On appeal to SC, the Republic appealed arguing that Zurbaran failed to establish the time when the land became alienable and disposable, which is crucial in determining whether Zuburan acquired the land by prescription.

ISSUE: What are the substantive elements in filing an application for original registration of land?

RULING:

The requirements depend on what basis the application was filed..

The following are the bases for application:

1. On the basis of possession, wherein you need to show the following:

a. The land is alienable and disposable property of the public domain (Example of non-alienable lands are forests, lakeshores, etc)

b. the applicant and its predecessors in interest have been in open, continuous, exclusive and notorious possession and occupation of the land under a bona fide claim of ownership; and

c. the applicant and its predecessors-in-interest have possessed and occupied the land since June 12, 1945, or earlier

Note: Land need not be declared alienable and disposable as of June 12, 1945 or earlier. It is sufficient that property is alienable and disposable at the time of application (Malaban vs. Republic)

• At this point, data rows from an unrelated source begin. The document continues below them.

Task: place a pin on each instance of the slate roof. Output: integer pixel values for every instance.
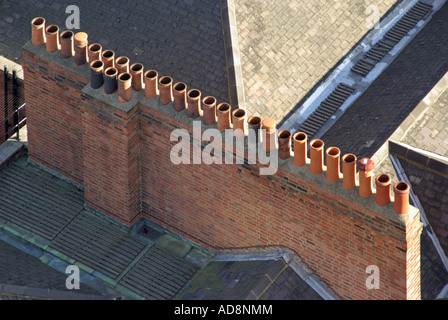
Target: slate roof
(289, 47)
(427, 173)
(248, 280)
(44, 226)
(182, 39)
(369, 122)
(282, 60)
(282, 49)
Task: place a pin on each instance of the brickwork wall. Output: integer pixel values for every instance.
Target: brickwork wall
(231, 206)
(10, 101)
(54, 124)
(121, 154)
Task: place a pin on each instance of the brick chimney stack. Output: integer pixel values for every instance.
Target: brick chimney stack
(120, 153)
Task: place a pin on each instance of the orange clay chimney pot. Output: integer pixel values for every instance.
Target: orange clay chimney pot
(136, 71)
(284, 144)
(401, 203)
(333, 156)
(223, 113)
(269, 135)
(151, 84)
(194, 103)
(38, 31)
(254, 123)
(108, 58)
(365, 166)
(94, 52)
(124, 87)
(52, 36)
(209, 110)
(180, 96)
(67, 44)
(80, 47)
(165, 90)
(316, 156)
(122, 64)
(383, 182)
(349, 171)
(300, 141)
(239, 122)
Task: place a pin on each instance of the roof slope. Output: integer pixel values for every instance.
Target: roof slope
(248, 280)
(372, 119)
(287, 47)
(143, 262)
(48, 213)
(182, 39)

2. On the basis of prescription, wherein you need to prove the following:

a. Land is alienable and disposable, and patrimonial property

b. continuous possession of land for at least 10 years in good faith and with just title OR 30 years regardless of good faith or bad faith.

c. Land is converted or declared as patrimonial property of the State at the beginning of 10-year or 30-year period of possession.

Only patrimonial property of the State may be acquired by prescription (Article 1113 of Civil Code). Property of public dominion, if not longer intended for public use or service, shall form part of patrimonial property of State.  (Article 422 of Civil Code)

Here, there must be an express declaration by the State that the public dominion property is no longer intended for public use, service or the development of the national wealth or that the property has been converted into patrimonial. Without such express declaration, the property, even if classified as alienable or disposable, remains property of the public dominion, Such declaration shall be in the form of a law duly enacted by Congress or a Presidential Proclamation in cases where the President is duly authorized by law.

In the case at bar, the application did not state when their possession and occupation commenced (no allegation that they have been in possession since June 12, 1945) and the duration. So the application is based on prescription. Here, there is no evidence showing that the land in question was within an area expressly declared by law either to be the patrimonial property of the State, or to be no longer intended for public service or the development of the national wealth.